Submariner from HMS Taku making an addition to the ship's Jolly Roger, c. 1940-1944.
I recently learned that the Royal Navy has a tradition of carrying Jolly Roger flags on submarines that dates back to the start of the 20th century.
When submarines were first adopted by several European navies, the First Sea Lord (head of the Navy) Admiral Sir Arthur Wilson commented that in his opinion, submarines were "underhanded, unfair, and damned un-English", and any captured enemy submariners should be hung as pirates.
In the early months of WWI, after the British submarine HMS E9 successfully torpedoed a German cruiser, the submarine's commander Max Horton remembered those comments and had his signaller make a Jolly Roger that the submarine flew as it came into port.

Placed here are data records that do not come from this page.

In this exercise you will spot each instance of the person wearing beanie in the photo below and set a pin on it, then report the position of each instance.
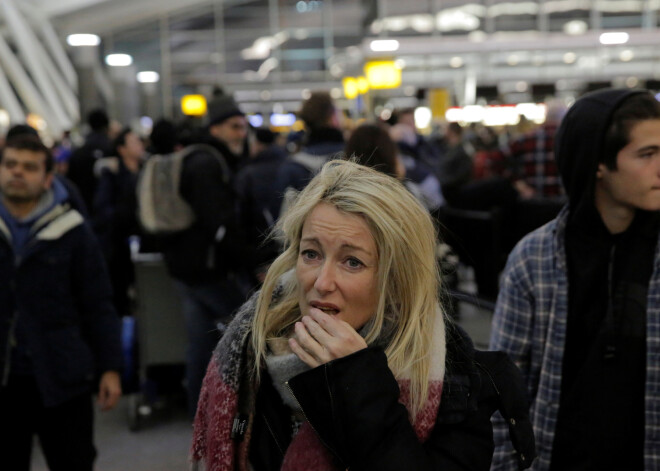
(579, 304)
(98, 144)
(228, 129)
(323, 141)
(207, 260)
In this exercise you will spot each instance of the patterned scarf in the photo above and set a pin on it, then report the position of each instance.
(213, 448)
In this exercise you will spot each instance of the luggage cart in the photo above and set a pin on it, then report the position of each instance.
(161, 332)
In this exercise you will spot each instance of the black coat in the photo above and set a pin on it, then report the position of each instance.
(369, 429)
(60, 290)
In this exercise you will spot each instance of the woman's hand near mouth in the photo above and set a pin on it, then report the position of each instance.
(320, 338)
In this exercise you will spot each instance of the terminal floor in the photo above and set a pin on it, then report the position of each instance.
(162, 444)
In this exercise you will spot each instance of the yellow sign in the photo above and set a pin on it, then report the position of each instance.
(439, 101)
(350, 87)
(363, 85)
(382, 74)
(193, 105)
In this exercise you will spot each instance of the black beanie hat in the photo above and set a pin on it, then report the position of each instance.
(223, 107)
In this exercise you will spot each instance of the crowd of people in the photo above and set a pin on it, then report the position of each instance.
(318, 326)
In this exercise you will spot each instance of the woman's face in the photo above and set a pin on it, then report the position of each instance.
(337, 266)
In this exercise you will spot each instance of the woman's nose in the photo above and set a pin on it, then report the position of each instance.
(325, 278)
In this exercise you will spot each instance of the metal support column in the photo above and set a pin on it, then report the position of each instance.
(27, 45)
(166, 68)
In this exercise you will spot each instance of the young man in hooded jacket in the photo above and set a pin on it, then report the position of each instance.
(579, 306)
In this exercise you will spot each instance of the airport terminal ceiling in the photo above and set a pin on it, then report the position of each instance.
(269, 51)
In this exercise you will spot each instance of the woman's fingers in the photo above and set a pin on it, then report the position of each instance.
(302, 354)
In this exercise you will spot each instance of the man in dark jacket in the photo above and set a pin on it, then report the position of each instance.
(58, 328)
(97, 145)
(204, 258)
(579, 307)
(323, 140)
(256, 192)
(115, 213)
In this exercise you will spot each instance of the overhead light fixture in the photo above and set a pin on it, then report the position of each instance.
(576, 27)
(148, 76)
(627, 55)
(350, 87)
(83, 40)
(456, 62)
(614, 38)
(632, 82)
(118, 60)
(335, 93)
(384, 45)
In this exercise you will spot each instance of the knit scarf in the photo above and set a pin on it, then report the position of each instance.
(213, 448)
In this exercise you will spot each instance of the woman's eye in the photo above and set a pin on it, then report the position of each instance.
(354, 263)
(309, 254)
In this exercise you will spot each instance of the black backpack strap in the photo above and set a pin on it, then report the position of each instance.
(508, 383)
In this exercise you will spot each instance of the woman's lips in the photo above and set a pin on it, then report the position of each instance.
(325, 307)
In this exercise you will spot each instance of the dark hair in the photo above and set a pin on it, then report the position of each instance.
(371, 145)
(164, 137)
(33, 144)
(317, 110)
(98, 120)
(636, 108)
(455, 128)
(21, 130)
(120, 140)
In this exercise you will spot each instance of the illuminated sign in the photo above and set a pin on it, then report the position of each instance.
(193, 105)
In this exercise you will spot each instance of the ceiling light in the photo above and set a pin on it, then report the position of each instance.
(148, 76)
(614, 38)
(521, 86)
(336, 70)
(118, 60)
(627, 55)
(384, 45)
(456, 62)
(575, 27)
(83, 40)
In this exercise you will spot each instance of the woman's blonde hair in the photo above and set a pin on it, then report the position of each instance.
(408, 275)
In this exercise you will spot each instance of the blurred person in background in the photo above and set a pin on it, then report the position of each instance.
(257, 192)
(115, 213)
(323, 140)
(98, 144)
(533, 166)
(207, 260)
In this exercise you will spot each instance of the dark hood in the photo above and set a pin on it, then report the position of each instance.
(580, 139)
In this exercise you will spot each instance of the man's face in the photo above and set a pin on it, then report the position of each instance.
(133, 147)
(635, 184)
(232, 131)
(23, 176)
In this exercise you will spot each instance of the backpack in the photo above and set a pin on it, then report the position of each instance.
(161, 208)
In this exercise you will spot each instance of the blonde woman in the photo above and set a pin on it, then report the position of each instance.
(344, 359)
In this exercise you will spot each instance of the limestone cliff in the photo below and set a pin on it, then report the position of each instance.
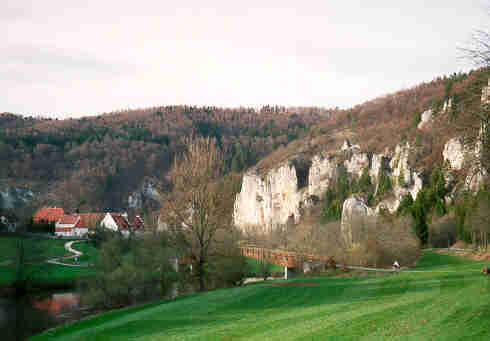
(270, 200)
(15, 197)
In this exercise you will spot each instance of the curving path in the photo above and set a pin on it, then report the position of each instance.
(68, 248)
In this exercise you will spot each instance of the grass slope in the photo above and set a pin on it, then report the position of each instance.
(450, 302)
(41, 273)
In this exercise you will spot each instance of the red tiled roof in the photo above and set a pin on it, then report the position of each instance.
(48, 214)
(89, 220)
(136, 222)
(122, 223)
(68, 219)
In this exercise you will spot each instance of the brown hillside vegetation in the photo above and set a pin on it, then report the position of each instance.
(392, 119)
(95, 162)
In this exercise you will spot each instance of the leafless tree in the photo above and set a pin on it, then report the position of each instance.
(200, 205)
(478, 53)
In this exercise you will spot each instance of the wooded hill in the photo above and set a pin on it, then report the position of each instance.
(96, 162)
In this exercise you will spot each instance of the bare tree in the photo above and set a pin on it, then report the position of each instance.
(478, 53)
(201, 203)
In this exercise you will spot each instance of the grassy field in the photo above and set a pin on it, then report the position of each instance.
(451, 302)
(44, 248)
(41, 273)
(89, 254)
(254, 267)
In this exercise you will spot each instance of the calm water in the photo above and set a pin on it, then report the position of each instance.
(23, 317)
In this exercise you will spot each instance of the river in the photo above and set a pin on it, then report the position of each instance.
(21, 318)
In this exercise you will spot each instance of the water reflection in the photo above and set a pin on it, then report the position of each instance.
(23, 317)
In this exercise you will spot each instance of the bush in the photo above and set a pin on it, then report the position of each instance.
(384, 240)
(127, 275)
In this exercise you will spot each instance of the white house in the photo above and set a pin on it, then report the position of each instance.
(76, 225)
(121, 222)
(65, 227)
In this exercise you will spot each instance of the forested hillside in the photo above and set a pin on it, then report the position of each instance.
(96, 162)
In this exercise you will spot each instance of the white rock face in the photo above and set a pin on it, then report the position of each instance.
(356, 163)
(14, 197)
(425, 119)
(447, 105)
(268, 202)
(354, 208)
(265, 203)
(475, 178)
(485, 95)
(454, 153)
(147, 191)
(399, 164)
(323, 170)
(347, 146)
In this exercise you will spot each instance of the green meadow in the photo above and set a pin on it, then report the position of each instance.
(447, 299)
(39, 272)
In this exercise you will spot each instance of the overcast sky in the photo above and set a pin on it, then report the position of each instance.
(72, 58)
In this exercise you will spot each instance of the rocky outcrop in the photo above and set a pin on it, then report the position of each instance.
(147, 191)
(453, 153)
(270, 201)
(356, 164)
(405, 180)
(15, 197)
(353, 210)
(485, 95)
(447, 105)
(425, 119)
(273, 199)
(323, 170)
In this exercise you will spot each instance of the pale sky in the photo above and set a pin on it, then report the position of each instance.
(83, 57)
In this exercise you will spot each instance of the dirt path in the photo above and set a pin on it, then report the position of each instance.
(76, 253)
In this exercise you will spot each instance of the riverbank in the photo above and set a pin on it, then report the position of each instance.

Over time other submarines adopted the practice, with the initial idea of having a new flag for each successful patrol replaced by sewing bars onto the flag each time the submarine sunk a ship. This tradition was restarted in WWII and continues today, with some ships acquiring unique symbols on their flags - for example HMS Sickle adding an ace of spades after a torpedo they fired missed its target and hit a cliff in Monte Carlo, the explosion breaking all the windows of a nearby casino; or HMS Proteus having a can opener to commemorate surviving being rammed by an Italian destroyer (the destroyer came off worse).